3
votes

I would like to use a Google Cloud Function to quickly transfer data from a CSV file in GCS to a Postgres table in Cloud SQL.

Ideally I would use the GCP SDK to perform this action, but the official documentation suggests that the only way to perform the import is 1) console, 2) gcloud command, or 3) curl. I've adopted the curl approach using requests in Python. The code I've written below (I've omitted the Cloud Function requests wrapper) works on my laptop but doesn't work in Cloud Function. The Cloud Function completes without acknowledging an error but my data is never loaded into the table, unlike when I run the code from my laptop.

import google.auth.transport.requests
import json
import requests


credentials, project = google.auth.default()

"""
According to the docs, hitting the REST endpoint requires an 
access token to be passed in the request header. It was not
clear how to obtain an access token without resorting to
gcloud commands, but I finally stumbled across a solution
here: https://stackoverflow.com/a/55804230/554481

At this point in the code credentials.valid is False, and 
credentials.token is None, so I need to perform a refresh
to populate them.
"""
auth_req = google.auth.transport.requests.Request()
credentials.refresh(auth_req)

# Now you can use credentials.token
access_token = credentials.token

# Removed business details for SO post
instance_name = '<removed>'
bucket_name = '<removed>'
project_id = '<removed>'
gcs_path = '<removed>'
database = '<removed>'
table_name = '<removed>''

headers = {
    'Content-Type':'application/json',
    'Authorization':'Bearer '+str(access_token)
}
endpoint = 'https://www.googleapis.com/sql/v1beta4/projects/{project_id}/instances/{instance_name}/import'.format(
    project_id=project_id,
    instance_name=instance_name
)
gcs_location = 'gs://{bucket_name}/{gcs_path}'.format(
    bucket_name=bucket_name,
    gcs_path=gcs_path
)
json_payload = {
    "importContext": {
        "fileType": "CSV",
        "uri": gcs_location,
        "database": database,
        "csvImportOptions":{
            "table":table_name
        }
    }
}
requests.post(
    url=endpoint,
    data=json.dumps(json_payload),
    headers=headers
)
1
What is the error? Your code does not handle errors, so how do you know?John Hanley
Your Cloud Functions service account needs the permission cloudsql.instances.import which is part of the Cloud SQL Admin role. Double check the roles assigned to the service account that Cloud Functions is using (the default is the App Engine service account).John Hanley

1 Answers

1
votes

Because you aren't checking the response, the post request might be executing successfully and still returning an error code. If you take a look a the Instance: import documentation, there is an example of making a request with the discovery client:

from googleapiclient import discovery
from oauth2client.client import GoogleCredentials

credentials = GoogleCredentials.get_application_default()

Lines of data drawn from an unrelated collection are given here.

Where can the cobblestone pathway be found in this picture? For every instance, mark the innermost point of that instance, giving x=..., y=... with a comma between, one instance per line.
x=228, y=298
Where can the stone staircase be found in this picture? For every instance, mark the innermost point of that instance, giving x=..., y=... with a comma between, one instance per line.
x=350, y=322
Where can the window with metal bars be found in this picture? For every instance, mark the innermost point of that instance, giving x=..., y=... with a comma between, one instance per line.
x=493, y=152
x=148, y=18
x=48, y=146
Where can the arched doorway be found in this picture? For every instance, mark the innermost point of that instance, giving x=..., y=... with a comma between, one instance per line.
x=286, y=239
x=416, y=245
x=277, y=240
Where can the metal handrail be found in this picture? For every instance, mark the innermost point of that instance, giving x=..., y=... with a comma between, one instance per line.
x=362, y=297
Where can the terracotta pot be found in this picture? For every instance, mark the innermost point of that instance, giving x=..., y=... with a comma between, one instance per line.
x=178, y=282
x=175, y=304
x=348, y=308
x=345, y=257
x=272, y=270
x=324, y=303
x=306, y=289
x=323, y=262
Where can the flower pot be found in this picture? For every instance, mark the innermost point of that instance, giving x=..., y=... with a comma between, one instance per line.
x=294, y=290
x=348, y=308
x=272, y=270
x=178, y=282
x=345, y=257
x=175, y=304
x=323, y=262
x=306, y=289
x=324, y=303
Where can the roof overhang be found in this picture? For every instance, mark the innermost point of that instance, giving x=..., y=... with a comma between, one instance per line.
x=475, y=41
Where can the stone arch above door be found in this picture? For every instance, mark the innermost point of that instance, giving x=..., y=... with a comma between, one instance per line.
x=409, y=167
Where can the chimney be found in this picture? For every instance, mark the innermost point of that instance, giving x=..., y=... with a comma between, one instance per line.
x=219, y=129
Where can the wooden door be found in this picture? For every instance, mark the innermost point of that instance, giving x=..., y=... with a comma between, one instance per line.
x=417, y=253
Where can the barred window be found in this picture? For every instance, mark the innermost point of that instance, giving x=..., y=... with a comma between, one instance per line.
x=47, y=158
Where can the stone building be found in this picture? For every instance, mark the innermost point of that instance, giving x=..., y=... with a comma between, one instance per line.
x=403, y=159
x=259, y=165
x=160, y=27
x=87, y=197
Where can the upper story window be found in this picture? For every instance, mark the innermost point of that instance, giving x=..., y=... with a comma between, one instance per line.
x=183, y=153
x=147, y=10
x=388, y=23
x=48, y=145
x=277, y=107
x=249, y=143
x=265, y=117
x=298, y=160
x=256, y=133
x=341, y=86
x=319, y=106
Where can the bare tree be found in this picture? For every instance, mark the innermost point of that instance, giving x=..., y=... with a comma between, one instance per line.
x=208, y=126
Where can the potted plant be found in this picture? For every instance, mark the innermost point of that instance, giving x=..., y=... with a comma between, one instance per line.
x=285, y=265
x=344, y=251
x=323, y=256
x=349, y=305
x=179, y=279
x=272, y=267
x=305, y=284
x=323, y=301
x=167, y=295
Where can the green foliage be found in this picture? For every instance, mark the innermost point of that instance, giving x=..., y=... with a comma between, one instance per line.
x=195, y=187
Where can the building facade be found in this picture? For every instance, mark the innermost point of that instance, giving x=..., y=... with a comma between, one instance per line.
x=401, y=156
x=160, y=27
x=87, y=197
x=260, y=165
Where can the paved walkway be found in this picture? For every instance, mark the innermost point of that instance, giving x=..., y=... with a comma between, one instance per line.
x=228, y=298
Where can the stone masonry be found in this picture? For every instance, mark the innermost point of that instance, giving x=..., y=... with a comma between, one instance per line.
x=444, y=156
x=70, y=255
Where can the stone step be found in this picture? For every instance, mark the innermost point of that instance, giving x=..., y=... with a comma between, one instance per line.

service = discovery.build('sqladmin', 'v1beta4', credentials=credentials)

# Project ID of the project that contains the instance.
project = 'my-project'  # TODO: Update placeholder value.

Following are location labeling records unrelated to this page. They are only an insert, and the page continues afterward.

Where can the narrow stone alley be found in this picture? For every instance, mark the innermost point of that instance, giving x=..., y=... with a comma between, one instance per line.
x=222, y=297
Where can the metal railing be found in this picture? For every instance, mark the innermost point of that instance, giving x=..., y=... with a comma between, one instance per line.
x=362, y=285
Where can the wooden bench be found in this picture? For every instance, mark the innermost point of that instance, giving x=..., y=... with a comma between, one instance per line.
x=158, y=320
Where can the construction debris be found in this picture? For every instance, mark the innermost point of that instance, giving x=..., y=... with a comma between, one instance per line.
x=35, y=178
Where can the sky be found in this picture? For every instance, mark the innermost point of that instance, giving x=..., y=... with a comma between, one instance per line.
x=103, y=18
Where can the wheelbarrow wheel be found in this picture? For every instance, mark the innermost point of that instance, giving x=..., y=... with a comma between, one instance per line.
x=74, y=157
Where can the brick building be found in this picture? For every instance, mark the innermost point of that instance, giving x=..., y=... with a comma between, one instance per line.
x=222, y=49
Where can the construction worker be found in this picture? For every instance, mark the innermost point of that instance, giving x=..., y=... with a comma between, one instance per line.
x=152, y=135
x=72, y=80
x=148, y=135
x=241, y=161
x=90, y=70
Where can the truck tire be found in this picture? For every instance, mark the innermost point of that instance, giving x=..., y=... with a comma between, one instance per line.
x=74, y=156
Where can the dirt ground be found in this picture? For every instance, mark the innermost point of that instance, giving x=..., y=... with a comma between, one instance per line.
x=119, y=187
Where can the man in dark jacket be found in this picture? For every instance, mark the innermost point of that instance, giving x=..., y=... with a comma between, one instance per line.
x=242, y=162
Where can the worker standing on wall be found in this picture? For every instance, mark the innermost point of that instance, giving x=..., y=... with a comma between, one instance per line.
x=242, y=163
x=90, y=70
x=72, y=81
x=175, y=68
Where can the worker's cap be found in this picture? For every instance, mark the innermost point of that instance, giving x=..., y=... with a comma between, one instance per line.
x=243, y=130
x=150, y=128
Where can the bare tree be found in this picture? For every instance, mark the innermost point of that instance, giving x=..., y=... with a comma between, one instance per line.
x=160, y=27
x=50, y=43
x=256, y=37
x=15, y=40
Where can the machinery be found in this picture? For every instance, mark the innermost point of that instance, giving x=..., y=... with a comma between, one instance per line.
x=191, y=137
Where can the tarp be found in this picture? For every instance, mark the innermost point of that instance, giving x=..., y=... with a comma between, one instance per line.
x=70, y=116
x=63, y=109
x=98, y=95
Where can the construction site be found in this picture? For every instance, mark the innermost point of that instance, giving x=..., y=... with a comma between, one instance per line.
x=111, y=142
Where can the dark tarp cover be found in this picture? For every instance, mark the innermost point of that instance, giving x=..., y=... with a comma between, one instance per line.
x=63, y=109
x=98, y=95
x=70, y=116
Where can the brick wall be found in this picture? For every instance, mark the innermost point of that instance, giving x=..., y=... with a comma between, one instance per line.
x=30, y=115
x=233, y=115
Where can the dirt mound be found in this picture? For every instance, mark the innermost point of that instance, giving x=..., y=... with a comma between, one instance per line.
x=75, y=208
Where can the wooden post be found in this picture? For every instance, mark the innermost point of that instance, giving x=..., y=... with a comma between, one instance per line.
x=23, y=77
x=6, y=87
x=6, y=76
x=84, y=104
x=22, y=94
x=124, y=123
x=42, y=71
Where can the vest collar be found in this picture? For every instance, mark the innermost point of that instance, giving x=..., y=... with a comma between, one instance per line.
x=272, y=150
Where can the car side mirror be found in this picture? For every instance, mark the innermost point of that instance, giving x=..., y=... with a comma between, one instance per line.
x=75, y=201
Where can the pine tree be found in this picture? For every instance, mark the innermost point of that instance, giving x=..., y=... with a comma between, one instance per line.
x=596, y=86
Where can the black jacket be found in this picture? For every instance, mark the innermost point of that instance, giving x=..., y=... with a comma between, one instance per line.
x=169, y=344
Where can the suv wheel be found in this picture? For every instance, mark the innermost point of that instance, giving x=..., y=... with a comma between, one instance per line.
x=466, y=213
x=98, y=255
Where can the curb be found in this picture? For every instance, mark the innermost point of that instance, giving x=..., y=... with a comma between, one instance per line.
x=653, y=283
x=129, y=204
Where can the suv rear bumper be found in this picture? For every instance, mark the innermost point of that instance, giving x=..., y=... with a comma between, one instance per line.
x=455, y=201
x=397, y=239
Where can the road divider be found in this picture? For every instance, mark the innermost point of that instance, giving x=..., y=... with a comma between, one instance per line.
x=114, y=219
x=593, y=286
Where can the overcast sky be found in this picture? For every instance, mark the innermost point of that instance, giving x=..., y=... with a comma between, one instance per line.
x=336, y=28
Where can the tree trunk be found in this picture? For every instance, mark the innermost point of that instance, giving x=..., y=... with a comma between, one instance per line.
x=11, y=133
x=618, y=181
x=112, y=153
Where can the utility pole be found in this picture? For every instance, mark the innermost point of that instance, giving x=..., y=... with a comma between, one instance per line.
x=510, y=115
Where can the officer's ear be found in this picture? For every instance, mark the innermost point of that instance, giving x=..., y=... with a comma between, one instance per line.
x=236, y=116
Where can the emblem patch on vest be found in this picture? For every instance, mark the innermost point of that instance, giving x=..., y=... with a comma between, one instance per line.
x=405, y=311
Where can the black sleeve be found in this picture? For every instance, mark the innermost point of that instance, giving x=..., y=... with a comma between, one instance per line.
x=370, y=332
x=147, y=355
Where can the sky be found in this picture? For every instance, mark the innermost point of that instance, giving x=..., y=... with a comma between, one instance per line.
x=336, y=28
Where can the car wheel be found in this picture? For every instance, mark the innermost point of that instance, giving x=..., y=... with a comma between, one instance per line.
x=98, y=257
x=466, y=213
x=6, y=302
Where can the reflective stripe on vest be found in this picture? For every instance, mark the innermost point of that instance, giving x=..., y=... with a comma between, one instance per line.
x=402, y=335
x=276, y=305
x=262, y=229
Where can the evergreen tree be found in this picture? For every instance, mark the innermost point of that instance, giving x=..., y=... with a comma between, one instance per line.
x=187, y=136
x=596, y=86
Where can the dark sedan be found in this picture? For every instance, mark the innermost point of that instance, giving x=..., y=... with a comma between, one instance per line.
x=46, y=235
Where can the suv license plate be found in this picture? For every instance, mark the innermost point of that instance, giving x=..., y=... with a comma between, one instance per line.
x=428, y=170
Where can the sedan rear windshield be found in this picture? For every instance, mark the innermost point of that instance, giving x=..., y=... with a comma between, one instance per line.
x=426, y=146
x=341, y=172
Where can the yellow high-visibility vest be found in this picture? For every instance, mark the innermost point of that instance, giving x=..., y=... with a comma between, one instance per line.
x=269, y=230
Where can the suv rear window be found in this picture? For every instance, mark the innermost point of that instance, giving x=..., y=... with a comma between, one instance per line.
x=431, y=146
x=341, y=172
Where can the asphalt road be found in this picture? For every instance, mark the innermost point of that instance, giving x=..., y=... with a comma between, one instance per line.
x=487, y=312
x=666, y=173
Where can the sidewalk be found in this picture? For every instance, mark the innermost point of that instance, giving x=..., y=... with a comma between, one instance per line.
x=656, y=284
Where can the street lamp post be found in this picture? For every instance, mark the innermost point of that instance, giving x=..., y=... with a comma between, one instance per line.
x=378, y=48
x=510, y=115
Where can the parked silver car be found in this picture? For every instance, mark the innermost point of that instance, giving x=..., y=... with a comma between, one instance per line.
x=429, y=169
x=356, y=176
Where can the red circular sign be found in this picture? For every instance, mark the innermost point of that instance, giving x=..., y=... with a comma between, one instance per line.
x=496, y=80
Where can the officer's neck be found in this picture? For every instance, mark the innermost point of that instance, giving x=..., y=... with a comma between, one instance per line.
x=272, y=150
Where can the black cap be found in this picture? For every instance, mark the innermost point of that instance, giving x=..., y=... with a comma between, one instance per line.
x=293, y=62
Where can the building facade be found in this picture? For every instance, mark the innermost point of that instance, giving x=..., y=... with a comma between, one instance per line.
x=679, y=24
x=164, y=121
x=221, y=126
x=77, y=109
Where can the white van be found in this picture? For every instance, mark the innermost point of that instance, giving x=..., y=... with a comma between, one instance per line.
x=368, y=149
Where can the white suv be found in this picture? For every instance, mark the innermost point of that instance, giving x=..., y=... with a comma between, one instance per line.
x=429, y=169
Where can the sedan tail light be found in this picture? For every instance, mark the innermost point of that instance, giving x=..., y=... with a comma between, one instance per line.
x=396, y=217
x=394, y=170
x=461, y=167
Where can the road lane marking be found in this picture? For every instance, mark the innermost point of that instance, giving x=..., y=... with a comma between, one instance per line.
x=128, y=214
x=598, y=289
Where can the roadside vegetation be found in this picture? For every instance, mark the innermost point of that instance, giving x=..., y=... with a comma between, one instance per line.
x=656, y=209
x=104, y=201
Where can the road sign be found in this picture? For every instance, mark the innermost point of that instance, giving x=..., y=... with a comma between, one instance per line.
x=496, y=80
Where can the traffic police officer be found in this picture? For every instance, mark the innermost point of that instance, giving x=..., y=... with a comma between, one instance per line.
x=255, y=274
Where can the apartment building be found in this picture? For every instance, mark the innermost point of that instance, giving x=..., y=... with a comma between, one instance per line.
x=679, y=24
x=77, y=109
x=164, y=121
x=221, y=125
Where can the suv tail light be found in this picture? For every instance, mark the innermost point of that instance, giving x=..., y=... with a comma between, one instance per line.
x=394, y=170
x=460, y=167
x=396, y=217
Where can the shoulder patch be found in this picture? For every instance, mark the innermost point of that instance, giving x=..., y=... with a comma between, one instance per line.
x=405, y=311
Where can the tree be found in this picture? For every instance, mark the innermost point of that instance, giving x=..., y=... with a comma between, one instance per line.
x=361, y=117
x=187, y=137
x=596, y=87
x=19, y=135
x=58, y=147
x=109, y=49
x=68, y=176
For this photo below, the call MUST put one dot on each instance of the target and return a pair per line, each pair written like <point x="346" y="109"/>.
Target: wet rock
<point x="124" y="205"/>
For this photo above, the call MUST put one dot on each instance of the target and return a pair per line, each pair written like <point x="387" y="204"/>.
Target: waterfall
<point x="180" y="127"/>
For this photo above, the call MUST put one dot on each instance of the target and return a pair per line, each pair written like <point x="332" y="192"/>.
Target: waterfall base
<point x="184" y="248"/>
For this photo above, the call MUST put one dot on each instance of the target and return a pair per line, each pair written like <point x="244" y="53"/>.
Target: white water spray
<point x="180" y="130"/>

# Cloud SQL instance ID. This does not include the project ID.
instance = 'my-instance'  # TODO: Update placeholder value.

instances_import_request_body = {
    # TODO: Add desired entries to the request body.
}

request = service.instances().import_(project=project, instance=instance, body=instances_import_request_body)
response = request.execute()

# TODO: Change code below to process the `response` dict:
pprint(response)

The results from response will show you if the action was successful or not.